TV ads like those make me ashamed to be human let alone be in a marketing-related business. The people who fall for them may be guillible but they might also be desperate, and I see no justification in taking advantage of them. We’re supposed to be a bit more evolved than that.

I sometimes wonder if the internet is evolving in the wrong direction. It started very ethical with lots of optimistic, almost utopian visions, but it’s become progressively more commercialised and with that has come the seedier side of human nature. I seem to remember a promising internet company that had a motto. What was it again? Oh yeah – “Don’t be Evil”. For some time everyone wondered how they would make money – all they seemed to want to do was provide good quality search results. Then they invented Adwords and money started pouring in. Unfortunately they also went and invented Adsense, and that generated loads of spammy low-value sites built purely for rankings by Black-hat SEOs to generate money-making clicks. And to combat those leech-like sites more people started more trickery and more low-value, often autogenerated or scraped content sites.

I could build loads of sites like that and make money, but that’s not my way. I want the internet to be better than that and I care more about being able to look at myself in the mirror than being rich.

Flu-fuelled thoughts aren’t always the clearest and I when I came back to it I realised that this post was meandering a bit. While I was working out how to finish it off I saw a new post from Aaron Wall – Slow & Steady vs Hype, Crash & Burn – which deals with the sort of get-rich-quick scammy marketing that I dislike so much. This is the sort of thing that gets internet marketing a bad name. Yet remarkably often the perpetrators have developed sufficient reputation to get away with it for a long time before the smelly stuff hits the air distribution system. I’m reminded
of the heavyweight financial gurus and dodgy accountants that turn out to have been swindling their customers for ages (and then often get let out of jail on grounds of age and ill-health). And I’m horrified that my daily SEO group updates from LinkedIn seem to be increasingly populated by Multi-Level-Marketing related posts. The last thing the SEO industry needs is to be associated with such blatant pyramid schemes or the stuff that Aaron’s talking about.

I still haven’t thought of a snazzy hook but maybe that’s the point of this post – there aren’t any shortcuts for good businesses. Good long-term marketing has to be built on solid ethical approaches.
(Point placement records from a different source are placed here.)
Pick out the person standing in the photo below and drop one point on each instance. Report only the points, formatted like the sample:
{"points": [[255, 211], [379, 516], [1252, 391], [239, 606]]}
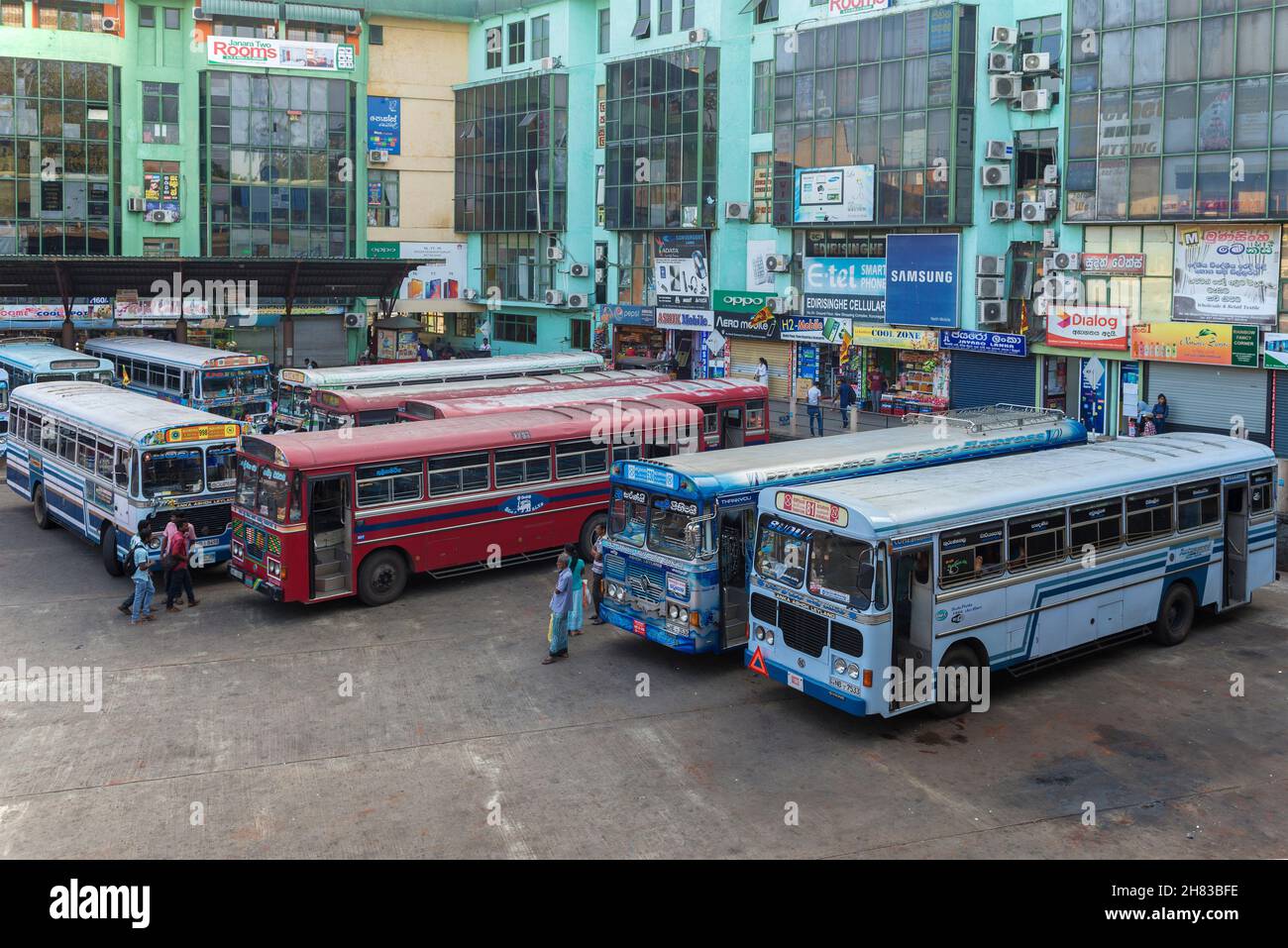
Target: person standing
{"points": [[559, 613], [812, 404]]}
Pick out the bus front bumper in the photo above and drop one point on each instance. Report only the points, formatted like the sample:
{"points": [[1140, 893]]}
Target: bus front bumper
{"points": [[850, 703]]}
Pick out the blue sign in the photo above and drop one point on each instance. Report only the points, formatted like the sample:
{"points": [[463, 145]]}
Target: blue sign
{"points": [[922, 272], [991, 343], [384, 124]]}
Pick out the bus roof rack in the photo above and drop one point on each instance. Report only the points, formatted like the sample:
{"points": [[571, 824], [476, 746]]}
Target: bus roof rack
{"points": [[991, 416]]}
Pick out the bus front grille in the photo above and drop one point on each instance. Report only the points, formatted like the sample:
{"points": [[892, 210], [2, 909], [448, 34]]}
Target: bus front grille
{"points": [[803, 631]]}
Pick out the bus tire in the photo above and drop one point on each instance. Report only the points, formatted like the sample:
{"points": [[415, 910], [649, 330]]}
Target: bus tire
{"points": [[107, 548], [1175, 614], [595, 524], [381, 578], [39, 509], [960, 656]]}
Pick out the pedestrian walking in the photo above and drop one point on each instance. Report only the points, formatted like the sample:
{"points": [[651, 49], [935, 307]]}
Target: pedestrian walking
{"points": [[814, 407], [559, 612]]}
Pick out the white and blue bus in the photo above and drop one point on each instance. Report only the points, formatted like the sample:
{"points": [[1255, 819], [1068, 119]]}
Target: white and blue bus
{"points": [[98, 462], [681, 528], [233, 385], [866, 588], [29, 361]]}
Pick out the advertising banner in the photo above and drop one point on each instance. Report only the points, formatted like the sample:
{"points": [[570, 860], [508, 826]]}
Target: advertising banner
{"points": [[833, 194], [1227, 273], [682, 273], [1087, 327], [845, 286], [921, 278], [384, 123], [1206, 344]]}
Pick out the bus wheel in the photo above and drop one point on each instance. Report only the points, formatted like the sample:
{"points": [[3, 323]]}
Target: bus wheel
{"points": [[382, 578], [956, 657], [107, 548], [593, 528], [39, 509], [1175, 614]]}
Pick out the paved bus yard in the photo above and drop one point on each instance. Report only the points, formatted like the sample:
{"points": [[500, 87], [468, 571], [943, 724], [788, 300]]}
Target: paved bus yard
{"points": [[223, 733]]}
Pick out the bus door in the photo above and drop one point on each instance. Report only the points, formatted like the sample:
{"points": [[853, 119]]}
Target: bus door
{"points": [[330, 536], [1235, 588], [734, 528], [912, 635]]}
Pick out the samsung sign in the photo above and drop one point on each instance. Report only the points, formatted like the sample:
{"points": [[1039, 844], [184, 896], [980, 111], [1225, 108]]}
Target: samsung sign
{"points": [[921, 279]]}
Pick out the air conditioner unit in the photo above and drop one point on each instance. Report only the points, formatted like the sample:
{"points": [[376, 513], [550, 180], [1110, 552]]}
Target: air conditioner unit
{"points": [[990, 287], [990, 313], [1033, 211], [1004, 88], [988, 265], [999, 150], [1034, 101], [737, 210], [995, 175], [1001, 62], [1035, 62]]}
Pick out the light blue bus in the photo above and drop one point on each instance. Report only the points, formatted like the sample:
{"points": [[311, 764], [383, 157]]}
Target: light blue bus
{"points": [[233, 385], [867, 588], [98, 462], [681, 528]]}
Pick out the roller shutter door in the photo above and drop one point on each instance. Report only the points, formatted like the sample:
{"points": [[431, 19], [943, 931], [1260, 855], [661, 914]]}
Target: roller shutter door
{"points": [[1207, 397], [746, 355], [975, 380]]}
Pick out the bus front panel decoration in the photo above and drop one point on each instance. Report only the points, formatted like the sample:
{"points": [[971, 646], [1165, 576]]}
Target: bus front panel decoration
{"points": [[98, 462], [893, 592], [681, 579], [330, 514]]}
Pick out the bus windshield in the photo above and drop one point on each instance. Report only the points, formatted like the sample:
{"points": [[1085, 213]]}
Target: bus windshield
{"points": [[172, 471]]}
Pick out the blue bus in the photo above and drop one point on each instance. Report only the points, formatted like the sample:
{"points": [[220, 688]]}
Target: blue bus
{"points": [[230, 384], [98, 462], [885, 594], [681, 528]]}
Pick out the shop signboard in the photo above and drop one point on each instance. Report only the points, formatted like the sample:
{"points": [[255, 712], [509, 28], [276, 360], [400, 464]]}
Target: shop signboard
{"points": [[922, 279], [1227, 273], [1206, 344], [845, 286]]}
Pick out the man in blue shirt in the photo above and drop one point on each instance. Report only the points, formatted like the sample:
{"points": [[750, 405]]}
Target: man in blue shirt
{"points": [[559, 604]]}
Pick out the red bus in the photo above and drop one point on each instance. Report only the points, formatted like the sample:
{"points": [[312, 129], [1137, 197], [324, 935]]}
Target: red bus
{"points": [[330, 514], [733, 412], [378, 406]]}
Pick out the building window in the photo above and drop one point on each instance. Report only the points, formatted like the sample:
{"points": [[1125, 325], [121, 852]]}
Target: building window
{"points": [[511, 155], [59, 185], [511, 327], [661, 141], [540, 38], [516, 53], [515, 264], [160, 114], [381, 198], [271, 154]]}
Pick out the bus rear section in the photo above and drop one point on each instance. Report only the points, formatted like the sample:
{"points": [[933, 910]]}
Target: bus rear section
{"points": [[331, 514], [889, 594]]}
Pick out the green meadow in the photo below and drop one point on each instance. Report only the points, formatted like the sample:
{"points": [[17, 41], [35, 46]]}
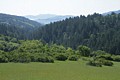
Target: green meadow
{"points": [[60, 70]]}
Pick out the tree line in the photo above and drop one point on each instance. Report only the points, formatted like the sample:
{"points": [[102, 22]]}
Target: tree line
{"points": [[95, 31], [25, 51]]}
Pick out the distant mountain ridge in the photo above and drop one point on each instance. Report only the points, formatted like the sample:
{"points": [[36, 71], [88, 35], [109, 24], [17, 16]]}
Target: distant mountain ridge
{"points": [[17, 26], [18, 21], [48, 18], [106, 13]]}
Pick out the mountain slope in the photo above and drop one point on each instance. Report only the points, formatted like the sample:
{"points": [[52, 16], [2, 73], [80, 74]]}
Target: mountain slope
{"points": [[47, 18], [95, 31], [117, 12], [17, 26]]}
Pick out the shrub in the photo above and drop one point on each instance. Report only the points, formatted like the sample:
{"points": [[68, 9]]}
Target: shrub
{"points": [[95, 63], [46, 59], [84, 50], [107, 63], [73, 58], [61, 57], [116, 58]]}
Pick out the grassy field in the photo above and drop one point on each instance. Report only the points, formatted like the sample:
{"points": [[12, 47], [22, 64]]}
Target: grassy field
{"points": [[67, 70]]}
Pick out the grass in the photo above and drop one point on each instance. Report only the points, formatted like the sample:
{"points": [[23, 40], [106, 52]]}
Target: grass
{"points": [[68, 70]]}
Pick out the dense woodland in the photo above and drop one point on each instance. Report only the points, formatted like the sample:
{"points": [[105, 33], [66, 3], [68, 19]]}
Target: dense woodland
{"points": [[25, 51], [95, 31], [94, 38], [17, 26]]}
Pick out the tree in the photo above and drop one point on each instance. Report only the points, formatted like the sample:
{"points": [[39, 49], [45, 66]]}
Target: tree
{"points": [[84, 50]]}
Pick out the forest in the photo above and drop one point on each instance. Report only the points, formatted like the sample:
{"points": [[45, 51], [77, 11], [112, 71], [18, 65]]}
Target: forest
{"points": [[93, 38]]}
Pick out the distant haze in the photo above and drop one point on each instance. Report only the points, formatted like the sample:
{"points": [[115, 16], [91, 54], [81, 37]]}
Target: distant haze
{"points": [[60, 7]]}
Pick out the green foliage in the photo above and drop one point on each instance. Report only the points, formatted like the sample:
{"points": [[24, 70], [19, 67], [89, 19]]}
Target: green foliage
{"points": [[84, 50], [116, 58], [95, 31], [3, 57], [46, 59], [61, 57], [99, 62], [73, 58], [95, 63]]}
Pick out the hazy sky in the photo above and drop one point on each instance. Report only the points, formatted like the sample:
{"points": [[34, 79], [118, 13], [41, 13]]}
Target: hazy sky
{"points": [[62, 7]]}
So if you’re looking for someone to get you search rankings for some get rich quick scheme by dodgy black hat tricks or worthless comment spam then move on, you’re in the wrong place – don’t call me. I’ve spent a lifetime developing principles and I don’t plan to break them now. On the other hand if you have an honest business and you want advice on how to maximise it through ethical internet marketing and SEO then that’s the way I like to operate (when I don’t have flu).